VA: Even the smallest of operations do have an ERP system in place. With the newer ERPs, one of the things they lack is an analytical model or support built in. So, I would say whether you’re using an old ERP or a newer ERP, it's not typically helping you determine what the right price ought to be. Yes, there can be limitations on how you maintain and administer the prices, so that can be a difference if you have an older ERP system. Typically, I see back-office staff doing certain things in Excel or outside the system, and then using those to upload or update the pricing data in the ERP. Again, it’s a heavy reliance on manual steps and processes to make the updates as well as upload to or download from the ERP. You can see how that process is a little fragile or has places where it can break down. Newer ERP systems have better automated interfaces that are obviously going to help with that.
There is a general trend amongst IT organizations to have some of these systems be a little “dumb” in certain respects. Then they have an API-first philosophy that goes hand in hand with that. So, what that means is instead of my ERP being the start and end of everything related to pricing and pricing data, what you might do is rely on a dedicated pricing engine or service. You're going there for the price because not a lot of that logic is in the ERP system itself. Historically, that wouldn't have been the case, but now you're trying to take all that complexity out and just put it in an external service to make it easier on you.
So, that's another trend I see happening across almost all enterprises. But again distribution is lagging in that trend. If you're on an older ERP system, it's less likely that you can adopt this kind of an approach or design. You're more likely to be pushing pricing data in the ERP system, and then doing your quoting and invoicing out of there.
JF: Yeah, Vishal, to add your point, to have the ERP be dumb and have a best-in-breed engine for handling that pricing, it also becomes critical as you try to implement more of a digital and an eCommerce strategy. You need to be able to serve up prices to many different places, and often an ERP can't handle it. Often, the ERP itself is structured in such a way that simply managing the price is hard, and it can be less granular or targeted than it should be. So, there are several reasons to think about what might be offered with a best-in-breed purpose-built solution, just for price.
Finally, is there any other advice you would give to these distributors on how they can be proactive about pricing and mitigate financial impact in 2022 and beyond?
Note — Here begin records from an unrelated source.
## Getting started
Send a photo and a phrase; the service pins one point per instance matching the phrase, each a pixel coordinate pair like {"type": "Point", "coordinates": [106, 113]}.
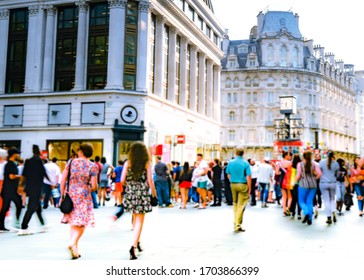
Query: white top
{"type": "Point", "coordinates": [265, 173]}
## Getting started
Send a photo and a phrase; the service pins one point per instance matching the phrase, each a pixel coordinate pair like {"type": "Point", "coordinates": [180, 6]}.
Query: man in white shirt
{"type": "Point", "coordinates": [54, 174]}
{"type": "Point", "coordinates": [254, 171]}
{"type": "Point", "coordinates": [265, 177]}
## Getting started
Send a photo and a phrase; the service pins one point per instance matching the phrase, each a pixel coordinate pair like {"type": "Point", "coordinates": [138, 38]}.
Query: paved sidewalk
{"type": "Point", "coordinates": [192, 235]}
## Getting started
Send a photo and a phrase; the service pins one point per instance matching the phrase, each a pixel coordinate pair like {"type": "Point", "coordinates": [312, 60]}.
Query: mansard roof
{"type": "Point", "coordinates": [209, 4]}
{"type": "Point", "coordinates": [276, 22]}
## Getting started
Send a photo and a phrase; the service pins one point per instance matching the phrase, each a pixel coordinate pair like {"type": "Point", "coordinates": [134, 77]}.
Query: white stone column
{"type": "Point", "coordinates": [209, 89]}
{"type": "Point", "coordinates": [4, 28]}
{"type": "Point", "coordinates": [115, 64]}
{"type": "Point", "coordinates": [159, 56]}
{"type": "Point", "coordinates": [193, 78]}
{"type": "Point", "coordinates": [34, 60]}
{"type": "Point", "coordinates": [201, 93]}
{"type": "Point", "coordinates": [172, 64]}
{"type": "Point", "coordinates": [48, 63]}
{"type": "Point", "coordinates": [183, 71]}
{"type": "Point", "coordinates": [81, 56]}
{"type": "Point", "coordinates": [143, 68]}
{"type": "Point", "coordinates": [216, 93]}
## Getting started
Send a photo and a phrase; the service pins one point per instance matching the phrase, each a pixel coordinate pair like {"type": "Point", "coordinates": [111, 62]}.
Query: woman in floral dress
{"type": "Point", "coordinates": [137, 179]}
{"type": "Point", "coordinates": [83, 180]}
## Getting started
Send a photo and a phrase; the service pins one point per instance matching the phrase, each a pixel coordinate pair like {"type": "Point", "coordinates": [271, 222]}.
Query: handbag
{"type": "Point", "coordinates": [66, 206]}
{"type": "Point", "coordinates": [154, 200]}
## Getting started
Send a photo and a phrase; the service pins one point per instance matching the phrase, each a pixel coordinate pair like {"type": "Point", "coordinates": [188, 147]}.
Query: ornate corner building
{"type": "Point", "coordinates": [110, 73]}
{"type": "Point", "coordinates": [277, 61]}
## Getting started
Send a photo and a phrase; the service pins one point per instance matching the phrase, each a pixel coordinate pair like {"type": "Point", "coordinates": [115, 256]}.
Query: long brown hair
{"type": "Point", "coordinates": [138, 157]}
{"type": "Point", "coordinates": [330, 157]}
{"type": "Point", "coordinates": [307, 155]}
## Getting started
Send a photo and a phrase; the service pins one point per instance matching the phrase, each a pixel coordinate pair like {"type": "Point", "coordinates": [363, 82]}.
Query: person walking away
{"type": "Point", "coordinates": [239, 173]}
{"type": "Point", "coordinates": [294, 188]}
{"type": "Point", "coordinates": [33, 175]}
{"type": "Point", "coordinates": [95, 194]}
{"type": "Point", "coordinates": [53, 171]}
{"type": "Point", "coordinates": [254, 171]}
{"type": "Point", "coordinates": [105, 173]}
{"type": "Point", "coordinates": [185, 183]}
{"type": "Point", "coordinates": [283, 169]}
{"type": "Point", "coordinates": [265, 177]}
{"type": "Point", "coordinates": [308, 173]}
{"type": "Point", "coordinates": [176, 180]}
{"type": "Point", "coordinates": [356, 178]}
{"type": "Point", "coordinates": [118, 189]}
{"type": "Point", "coordinates": [9, 192]}
{"type": "Point", "coordinates": [137, 177]}
{"type": "Point", "coordinates": [227, 186]}
{"type": "Point", "coordinates": [342, 180]}
{"type": "Point", "coordinates": [82, 174]}
{"type": "Point", "coordinates": [330, 169]}
{"type": "Point", "coordinates": [200, 179]}
{"type": "Point", "coordinates": [216, 181]}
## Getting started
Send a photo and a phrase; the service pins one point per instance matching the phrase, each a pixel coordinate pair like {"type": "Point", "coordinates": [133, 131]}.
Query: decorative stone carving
{"type": "Point", "coordinates": [33, 10]}
{"type": "Point", "coordinates": [117, 3]}
{"type": "Point", "coordinates": [51, 10]}
{"type": "Point", "coordinates": [4, 13]}
{"type": "Point", "coordinates": [144, 6]}
{"type": "Point", "coordinates": [82, 5]}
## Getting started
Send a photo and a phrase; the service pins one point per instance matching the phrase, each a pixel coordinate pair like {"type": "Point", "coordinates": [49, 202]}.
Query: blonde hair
{"type": "Point", "coordinates": [138, 157]}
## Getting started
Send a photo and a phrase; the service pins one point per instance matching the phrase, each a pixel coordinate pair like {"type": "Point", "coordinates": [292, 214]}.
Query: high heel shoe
{"type": "Point", "coordinates": [73, 251]}
{"type": "Point", "coordinates": [132, 253]}
{"type": "Point", "coordinates": [139, 247]}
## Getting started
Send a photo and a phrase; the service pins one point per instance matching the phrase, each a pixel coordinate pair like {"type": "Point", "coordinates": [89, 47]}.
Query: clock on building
{"type": "Point", "coordinates": [129, 114]}
{"type": "Point", "coordinates": [287, 104]}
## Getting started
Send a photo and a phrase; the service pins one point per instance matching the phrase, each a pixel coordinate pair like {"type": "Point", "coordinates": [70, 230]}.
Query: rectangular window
{"type": "Point", "coordinates": [178, 70]}
{"type": "Point", "coordinates": [152, 52]}
{"type": "Point", "coordinates": [191, 13]}
{"type": "Point", "coordinates": [200, 22]}
{"type": "Point", "coordinates": [66, 48]}
{"type": "Point", "coordinates": [98, 46]}
{"type": "Point", "coordinates": [17, 51]}
{"type": "Point", "coordinates": [166, 56]}
{"type": "Point", "coordinates": [130, 48]}
{"type": "Point", "coordinates": [208, 31]}
{"type": "Point", "coordinates": [188, 86]}
{"type": "Point", "coordinates": [235, 96]}
{"type": "Point", "coordinates": [231, 135]}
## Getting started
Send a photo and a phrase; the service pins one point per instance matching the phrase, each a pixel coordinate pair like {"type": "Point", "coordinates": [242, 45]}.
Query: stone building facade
{"type": "Point", "coordinates": [276, 60]}
{"type": "Point", "coordinates": [110, 73]}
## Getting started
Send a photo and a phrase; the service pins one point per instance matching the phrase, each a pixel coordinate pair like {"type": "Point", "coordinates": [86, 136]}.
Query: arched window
{"type": "Point", "coordinates": [283, 53]}
{"type": "Point", "coordinates": [252, 116]}
{"type": "Point", "coordinates": [228, 83]}
{"type": "Point", "coordinates": [270, 55]}
{"type": "Point", "coordinates": [270, 82]}
{"type": "Point", "coordinates": [295, 57]}
{"type": "Point", "coordinates": [232, 116]}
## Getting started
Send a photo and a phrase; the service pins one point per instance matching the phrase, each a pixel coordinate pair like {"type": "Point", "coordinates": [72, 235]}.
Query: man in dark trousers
{"type": "Point", "coordinates": [216, 181]}
{"type": "Point", "coordinates": [9, 192]}
{"type": "Point", "coordinates": [33, 174]}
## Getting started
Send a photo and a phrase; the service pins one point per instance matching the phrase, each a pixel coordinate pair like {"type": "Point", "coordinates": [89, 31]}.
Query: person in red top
{"type": "Point", "coordinates": [283, 168]}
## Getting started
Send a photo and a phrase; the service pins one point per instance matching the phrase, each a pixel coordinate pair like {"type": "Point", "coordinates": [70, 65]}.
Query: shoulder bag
{"type": "Point", "coordinates": [66, 206]}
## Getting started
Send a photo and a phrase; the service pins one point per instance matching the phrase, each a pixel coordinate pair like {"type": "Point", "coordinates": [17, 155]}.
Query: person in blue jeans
{"type": "Point", "coordinates": [161, 183]}
{"type": "Point", "coordinates": [308, 172]}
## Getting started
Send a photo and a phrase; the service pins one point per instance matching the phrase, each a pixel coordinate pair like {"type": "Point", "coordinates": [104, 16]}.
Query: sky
{"type": "Point", "coordinates": [335, 25]}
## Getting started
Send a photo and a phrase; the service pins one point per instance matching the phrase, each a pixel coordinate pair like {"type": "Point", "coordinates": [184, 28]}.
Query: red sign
{"type": "Point", "coordinates": [180, 139]}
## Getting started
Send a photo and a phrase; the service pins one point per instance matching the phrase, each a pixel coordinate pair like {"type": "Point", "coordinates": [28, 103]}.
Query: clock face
{"type": "Point", "coordinates": [286, 103]}
{"type": "Point", "coordinates": [129, 114]}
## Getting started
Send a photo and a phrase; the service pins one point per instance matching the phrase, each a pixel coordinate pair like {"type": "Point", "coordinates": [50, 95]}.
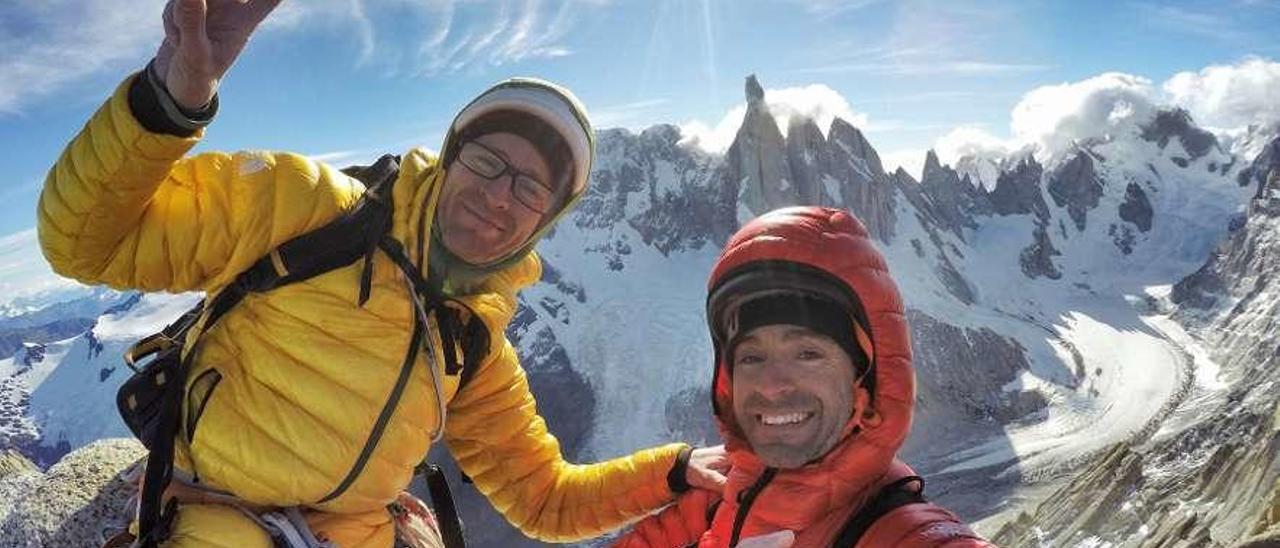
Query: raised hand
{"type": "Point", "coordinates": [707, 469]}
{"type": "Point", "coordinates": [201, 41]}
JF: Know your customer well - what they need and what they value. It's important all the time but especially in seasons of fluctuation and uncertainty. You need to know what the total offer needs to look like for a customer. What's the blend of products they need? What do they value? And then position pricing appropriately. There is technology that can help with that. If you do that well, you're in the best position to succeed in the peaks and troughs.
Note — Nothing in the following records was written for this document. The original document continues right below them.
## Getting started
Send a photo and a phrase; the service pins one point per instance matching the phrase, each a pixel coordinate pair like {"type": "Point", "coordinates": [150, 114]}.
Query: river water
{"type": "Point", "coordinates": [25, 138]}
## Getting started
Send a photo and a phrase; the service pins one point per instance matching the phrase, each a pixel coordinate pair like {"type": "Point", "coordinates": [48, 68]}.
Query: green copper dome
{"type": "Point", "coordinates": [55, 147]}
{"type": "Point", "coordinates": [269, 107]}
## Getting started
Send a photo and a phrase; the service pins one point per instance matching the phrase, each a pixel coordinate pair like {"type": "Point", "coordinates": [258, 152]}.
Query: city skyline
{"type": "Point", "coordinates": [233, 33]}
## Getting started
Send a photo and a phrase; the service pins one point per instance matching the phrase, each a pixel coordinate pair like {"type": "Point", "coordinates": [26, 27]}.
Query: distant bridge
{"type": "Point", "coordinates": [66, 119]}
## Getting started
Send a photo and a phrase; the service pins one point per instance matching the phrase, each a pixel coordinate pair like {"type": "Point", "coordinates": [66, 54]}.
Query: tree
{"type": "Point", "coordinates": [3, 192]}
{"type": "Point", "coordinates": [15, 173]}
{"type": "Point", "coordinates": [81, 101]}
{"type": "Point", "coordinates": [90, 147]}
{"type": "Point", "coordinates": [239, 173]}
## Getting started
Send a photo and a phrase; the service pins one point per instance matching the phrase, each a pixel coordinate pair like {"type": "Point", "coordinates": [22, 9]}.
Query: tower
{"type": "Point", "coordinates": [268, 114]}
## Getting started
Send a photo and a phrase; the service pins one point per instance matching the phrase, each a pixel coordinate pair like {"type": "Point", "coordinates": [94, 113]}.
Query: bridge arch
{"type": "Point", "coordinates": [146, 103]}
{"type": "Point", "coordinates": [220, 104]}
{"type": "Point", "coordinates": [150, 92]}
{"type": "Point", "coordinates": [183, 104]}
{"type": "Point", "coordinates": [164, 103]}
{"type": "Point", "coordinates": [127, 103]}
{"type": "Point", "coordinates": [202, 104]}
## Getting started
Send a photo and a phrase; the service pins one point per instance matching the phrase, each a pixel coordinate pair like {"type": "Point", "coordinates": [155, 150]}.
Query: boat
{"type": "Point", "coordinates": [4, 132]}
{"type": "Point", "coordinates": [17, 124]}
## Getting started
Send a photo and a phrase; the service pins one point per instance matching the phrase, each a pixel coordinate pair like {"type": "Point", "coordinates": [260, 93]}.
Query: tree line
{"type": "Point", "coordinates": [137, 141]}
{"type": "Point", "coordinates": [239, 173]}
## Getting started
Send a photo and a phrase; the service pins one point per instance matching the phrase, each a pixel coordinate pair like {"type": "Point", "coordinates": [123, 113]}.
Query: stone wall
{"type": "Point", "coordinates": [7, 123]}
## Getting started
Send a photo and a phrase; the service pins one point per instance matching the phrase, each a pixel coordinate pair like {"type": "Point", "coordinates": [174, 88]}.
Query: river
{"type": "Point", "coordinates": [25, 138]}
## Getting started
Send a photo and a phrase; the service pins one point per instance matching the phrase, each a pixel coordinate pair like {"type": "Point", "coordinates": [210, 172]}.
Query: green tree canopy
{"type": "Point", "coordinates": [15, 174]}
VA: I doubt that many distributors would take any major steps just to deal with one of the current hot issues or major things that are going on. It makes more sense to generally align with a long-term move towards better tools. The major thing for electric distribution is that there is a lot of markup-over-cost pricing. There are also pricing agreements where you are going back to the supplier or the manufacturer to get special pricing to support your bid on a project. These are commonalities when dealing with product rationalization or product taxonomy issues. None of this is glamorous or exciting in the sense that it is in today's headline. But if you can address these things, you can get to a more strategic way of pricing so that you're able to execute more quickly from a business standpoint. That's really what's going to put you in the right place to deal with today's issues and whatever issues come up tomorrow. Taking that long view to have better tools and better processes which aren't entirely reliant on humans or are very constrained, is key.